25/06/2010

O mundo acha que, com Lula, Brasil já pode mais


No Tijolaço.com:

Não são apenas os brasileiros que estão otimistas com o futuro e as possibilidades do país após a recuperação promovida pelo governo Lula. Pesquisa feita com 325 presidentes-executivos de empresas listadas nas bolsas da Europa e dos Estados Unidos apostam na recuperação completa do Brasil dos efeitos da crise econômica global.

Matéria publicada na BBC Brasil mostra que um em cada 10 executivos de todo o mundo acham que o Brasil será o primeiro país a sair inteiramente da crise, e que a economia brasileira teve um desempenho “muito melhor que o de outros países” na administração da crise. A frente do Brasil, só aparecem a China e os EUA.

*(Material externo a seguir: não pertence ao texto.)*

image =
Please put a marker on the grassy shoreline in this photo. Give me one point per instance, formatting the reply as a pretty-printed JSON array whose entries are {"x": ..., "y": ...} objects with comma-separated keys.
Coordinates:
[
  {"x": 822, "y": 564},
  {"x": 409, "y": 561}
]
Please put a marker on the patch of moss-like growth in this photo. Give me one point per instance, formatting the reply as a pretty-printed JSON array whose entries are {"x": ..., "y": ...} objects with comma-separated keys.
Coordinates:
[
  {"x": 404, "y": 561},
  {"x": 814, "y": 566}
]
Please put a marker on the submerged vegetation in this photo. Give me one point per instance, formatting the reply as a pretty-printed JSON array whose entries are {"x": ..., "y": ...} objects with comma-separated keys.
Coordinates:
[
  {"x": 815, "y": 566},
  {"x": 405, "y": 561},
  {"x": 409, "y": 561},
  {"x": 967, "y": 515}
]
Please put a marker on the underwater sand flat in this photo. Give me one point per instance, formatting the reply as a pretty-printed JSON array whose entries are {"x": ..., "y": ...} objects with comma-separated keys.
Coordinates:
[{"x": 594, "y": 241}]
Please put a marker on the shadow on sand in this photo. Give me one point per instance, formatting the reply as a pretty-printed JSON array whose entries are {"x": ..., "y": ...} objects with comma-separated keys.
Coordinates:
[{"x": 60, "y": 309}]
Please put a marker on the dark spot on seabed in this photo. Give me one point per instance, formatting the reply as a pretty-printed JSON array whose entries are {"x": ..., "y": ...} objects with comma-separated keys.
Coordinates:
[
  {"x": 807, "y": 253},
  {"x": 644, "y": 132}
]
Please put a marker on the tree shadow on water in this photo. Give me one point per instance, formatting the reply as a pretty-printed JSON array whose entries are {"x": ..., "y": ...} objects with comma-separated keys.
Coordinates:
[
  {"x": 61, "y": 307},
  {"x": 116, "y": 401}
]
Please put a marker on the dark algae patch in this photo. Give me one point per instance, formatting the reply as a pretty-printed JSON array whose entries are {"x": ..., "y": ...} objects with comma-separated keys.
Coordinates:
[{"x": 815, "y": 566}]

É isso que temos visto todos os dias com as notícias sobre o crescimento econômico, o aumento no número de empregos com carteira assinada, no aumento do poder de compra da população e na redução das desigualdades. Apesar da turma do roda presa, o país passa por um momento virtuoso, que apenas a nossa mídia se recusa a enxergar.

O crescimento da classe média brasileira é saudada pelos executivos estrangeiros, que entendem o movimento como salutar para os negócios. Só uma mentalidade muito tacanha defende o crescimento irrisório que o país vinha tendo antes de Lula, assombrado pelo eterno temor da inflação. A riqueza para poucos só gera tristeza e revolta. O Brasil é um país de enorme capacidade, que pode fazer felizes todos os seus habitantes. Mas para isso é preciso um olhar humano, que falta aos neoliberais, sempre mais atentos aos números que às pessoas.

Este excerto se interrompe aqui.